Santiago de Chile,  Domingo 18 de Marzo de 2001

Historia repetida: A causa de una seguidilla de tomas de predios en el sur, los 144 mapuches que deben ser compensados llegaron hasta la justicia.

El Yugo Indígena. El Estado Chileno y los Mapuches ante la OEA

Duras críticas ha generado la posibilidad, surgida tras la negociación llevada ante la OEA, de que el Gobierno compense a mapuches que participaron en tomas de predios en 1992. Mientras en la Cancillería aseguran que no se entregará dinero ni terrenos, los indígenas mantienen sus exigencias.

Karina Ferrando Cossio

HACE casi tres años que la agrupación mapuche Consejo de Todas las Tierras embarcó al gobierno en la travesía de compensar a un grupo de indígenas, luego de que recurrieran ante la Comisión Interamericana de Derechos Humanos (CIDH) de la Organización de Estados Americanos (OEA) para reclamar por un proceso que se ejecutó en Chile y que consideraron injusto.

Que el vocero de la entidad mapuche, Aucán Huilcamán, revolviera las aguas calificando como irregular el trámite judicial realizado en el país contra estos indígenas ocasionó que el gobierno del Presidente Eduardo Frei se comprometiera a hacer todos los esfuerzos para restablecer el buen nombre de los acusados.

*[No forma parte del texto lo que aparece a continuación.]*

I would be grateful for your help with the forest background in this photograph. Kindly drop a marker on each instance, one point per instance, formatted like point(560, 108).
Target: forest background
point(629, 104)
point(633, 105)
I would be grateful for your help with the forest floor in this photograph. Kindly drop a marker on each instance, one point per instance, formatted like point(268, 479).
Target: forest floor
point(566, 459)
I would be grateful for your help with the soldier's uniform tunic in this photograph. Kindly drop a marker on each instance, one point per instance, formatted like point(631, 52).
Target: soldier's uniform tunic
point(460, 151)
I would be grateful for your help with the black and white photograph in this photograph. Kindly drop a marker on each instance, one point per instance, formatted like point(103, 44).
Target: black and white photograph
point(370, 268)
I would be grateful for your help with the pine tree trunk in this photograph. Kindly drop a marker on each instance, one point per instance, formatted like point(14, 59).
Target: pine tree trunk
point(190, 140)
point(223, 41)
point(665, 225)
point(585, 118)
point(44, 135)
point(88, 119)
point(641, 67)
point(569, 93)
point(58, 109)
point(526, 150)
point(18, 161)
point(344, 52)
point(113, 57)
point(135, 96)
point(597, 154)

Esto fue la antesala del acuerdo firmado entre los representantes de los indígenas y el gobierno chileno. Y cuando, a comienzos de marzo, la prensa anunció a los cuatro vientos que se repararía con tierras y dinero los daños causados en el proceso a los 144 mapuches, nadie entendía de qué se estaba hablando.

Pero han pasado los días y lentamente comienza a desenrollarse lo que parecía una madeja sin punta ni cabo.

A estas alturas, no sería errado plantear que existen poderosos argumentos jurídicos que avalan la negociación que llevó adelante el gobierno chileno, para llegar a firmar con los mapuches la llamada "solución amistosa".

Cosas del destino lo del nombre, porque hasta ahora la firma del acuerdo ha inquietado a muchos. En especial, luego de diferentes apreciaciones sobre el pacto entre los negociadores y tras la rectificación solicitada por la Cancillería chilena a un punto del documento firmado en Washington, que sostenía que el proceso chileno era "una aberración judicial".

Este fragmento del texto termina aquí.